Allerdings dürften Trumps Chancen auf den Preis vor allem angesichts seiner Haltung zum Gaza-Krieg gering sein. Zudem hat das Nobelkomitee in der jüngeren Vergangenheit schlechte Erfahrungen mit der Auszeichnung von amtierenden Staatsführern gemacht, wie zuletzt beim äthiopischen Ministerpräsidenten Abiy.
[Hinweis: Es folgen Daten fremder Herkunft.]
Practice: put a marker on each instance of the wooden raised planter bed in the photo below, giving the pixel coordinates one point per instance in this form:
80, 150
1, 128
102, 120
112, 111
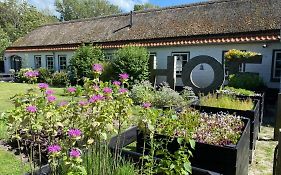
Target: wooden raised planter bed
229, 160
253, 115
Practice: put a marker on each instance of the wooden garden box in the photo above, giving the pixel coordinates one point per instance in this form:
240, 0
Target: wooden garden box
253, 115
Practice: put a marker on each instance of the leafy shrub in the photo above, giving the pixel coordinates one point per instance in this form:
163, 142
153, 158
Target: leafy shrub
248, 81
142, 92
226, 101
59, 79
132, 60
82, 61
44, 75
167, 97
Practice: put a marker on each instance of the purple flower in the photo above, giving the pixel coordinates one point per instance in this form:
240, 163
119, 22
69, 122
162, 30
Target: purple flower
96, 98
54, 149
146, 105
43, 85
49, 92
71, 89
116, 83
82, 103
63, 103
97, 68
123, 90
107, 90
74, 133
31, 109
75, 153
124, 76
51, 98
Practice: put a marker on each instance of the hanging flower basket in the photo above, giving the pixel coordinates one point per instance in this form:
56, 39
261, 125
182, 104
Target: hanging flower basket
243, 57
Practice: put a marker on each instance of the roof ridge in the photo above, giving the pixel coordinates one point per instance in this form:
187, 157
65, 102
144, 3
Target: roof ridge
143, 11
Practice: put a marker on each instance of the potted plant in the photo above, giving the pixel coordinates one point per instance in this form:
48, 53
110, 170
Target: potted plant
246, 108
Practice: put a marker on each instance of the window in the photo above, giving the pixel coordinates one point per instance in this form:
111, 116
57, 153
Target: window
153, 56
181, 60
242, 66
62, 62
276, 65
50, 62
37, 61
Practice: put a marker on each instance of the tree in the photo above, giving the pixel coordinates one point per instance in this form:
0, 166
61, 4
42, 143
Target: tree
77, 9
145, 6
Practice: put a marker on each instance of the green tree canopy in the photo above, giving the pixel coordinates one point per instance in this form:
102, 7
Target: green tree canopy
77, 9
145, 6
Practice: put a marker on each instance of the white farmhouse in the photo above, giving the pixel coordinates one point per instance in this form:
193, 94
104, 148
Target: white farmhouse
208, 28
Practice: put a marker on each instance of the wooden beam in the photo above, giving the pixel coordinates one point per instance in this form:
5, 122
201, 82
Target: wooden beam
278, 118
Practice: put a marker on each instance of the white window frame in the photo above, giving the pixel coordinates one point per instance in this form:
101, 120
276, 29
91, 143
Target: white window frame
37, 61
274, 64
47, 62
59, 61
180, 62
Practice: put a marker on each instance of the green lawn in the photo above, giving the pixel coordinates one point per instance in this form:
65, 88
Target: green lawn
10, 164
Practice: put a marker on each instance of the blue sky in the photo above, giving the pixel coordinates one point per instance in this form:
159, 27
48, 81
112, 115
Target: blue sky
125, 5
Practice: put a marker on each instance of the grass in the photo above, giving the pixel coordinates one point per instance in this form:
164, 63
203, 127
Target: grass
225, 101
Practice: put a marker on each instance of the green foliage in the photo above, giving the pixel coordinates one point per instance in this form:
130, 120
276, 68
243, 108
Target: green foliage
133, 61
77, 9
248, 81
146, 6
59, 79
83, 59
226, 101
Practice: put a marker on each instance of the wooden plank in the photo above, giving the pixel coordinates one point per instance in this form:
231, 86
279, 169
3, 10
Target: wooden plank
278, 118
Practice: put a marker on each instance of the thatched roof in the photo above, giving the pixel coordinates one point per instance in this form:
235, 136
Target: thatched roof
199, 19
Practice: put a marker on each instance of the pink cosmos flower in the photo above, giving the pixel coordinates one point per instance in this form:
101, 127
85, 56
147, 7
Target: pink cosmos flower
116, 83
51, 98
31, 109
43, 85
97, 68
96, 98
75, 153
54, 149
82, 103
123, 90
146, 105
49, 92
107, 90
124, 76
74, 133
71, 89
63, 103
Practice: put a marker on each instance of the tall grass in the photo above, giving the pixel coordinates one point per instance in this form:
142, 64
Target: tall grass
225, 101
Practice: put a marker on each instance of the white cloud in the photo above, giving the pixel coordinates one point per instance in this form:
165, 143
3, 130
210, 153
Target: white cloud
127, 5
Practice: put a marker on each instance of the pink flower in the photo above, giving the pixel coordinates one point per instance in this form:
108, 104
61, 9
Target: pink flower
116, 83
71, 89
49, 92
74, 133
124, 76
43, 85
146, 105
51, 98
107, 90
32, 109
123, 90
96, 98
63, 103
54, 149
75, 153
82, 103
97, 68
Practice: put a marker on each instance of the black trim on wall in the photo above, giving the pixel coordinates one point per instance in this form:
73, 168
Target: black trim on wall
272, 66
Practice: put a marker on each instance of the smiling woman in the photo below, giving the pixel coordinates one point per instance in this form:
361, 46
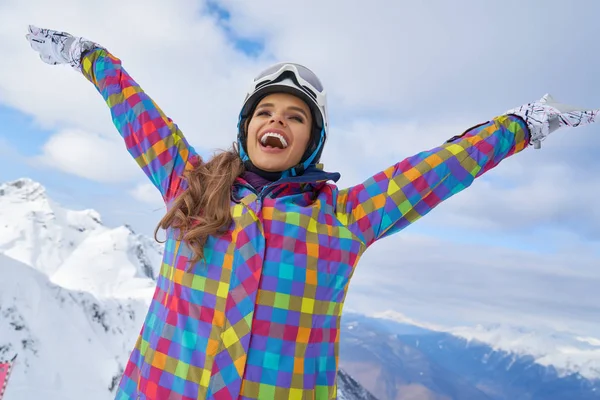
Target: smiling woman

Das dürfte auch die Chancen für andere hochrangige Vermittler deutlich mindern, wie den Premierminister Qatars, Sheikh Mohammed, der in den Verhandlungen zwischen Israel und der Hamas eine zentrale Rolle hatte, oder den Vorsitzenden der rechten türkischen Partei der Nationalistischen Bewegung, der den türkisch-kurdischen Friedensprozess initiiert hat.
Größere Chancen dürften Nicht-Regierungsorganisationen haben, die sich um Versöhnung zwischen verfeindeten Gruppen bemühen. Aktuell könnte dabei das Augenmerk des Komitees vor allem auf Israel und Palästina liegen, und damit auf der Organisation B‘Tselem, The Israeli Information Center for Human Rights in the Occupied Territories, die Kriegs- und Menschenrechtsverstöße dokumentiert. Auch die israelisch-palästinensische Organisation Palestinian-Israeli Bereaved Families Forum, die von Eltern gegründet wurde, deren Kinder Opfer von Gewalt geworden sind, wäre preiswürdig.“
Friedensnobelpreis-Favoritenliste Prof. Dr. Michael Brzoska 2025:
- Internationaler Strafgerichtshof in Den Haag
- Internationaler Gerichtshof in Den Haag
- UN-Generalsekretär Antonio Guterres
- B’Tselem (NGO)
- Palestinian-Israeli Bereaved Families Forum (NGO)
Prof. Dr. Michael Brzoska ist Senior Fellow am Institut für Friedensforschung und Sicherheitspolitik (IFSH). Von 2006 bis 2016 war er Wissenschaftlicher Direktor des IFSH.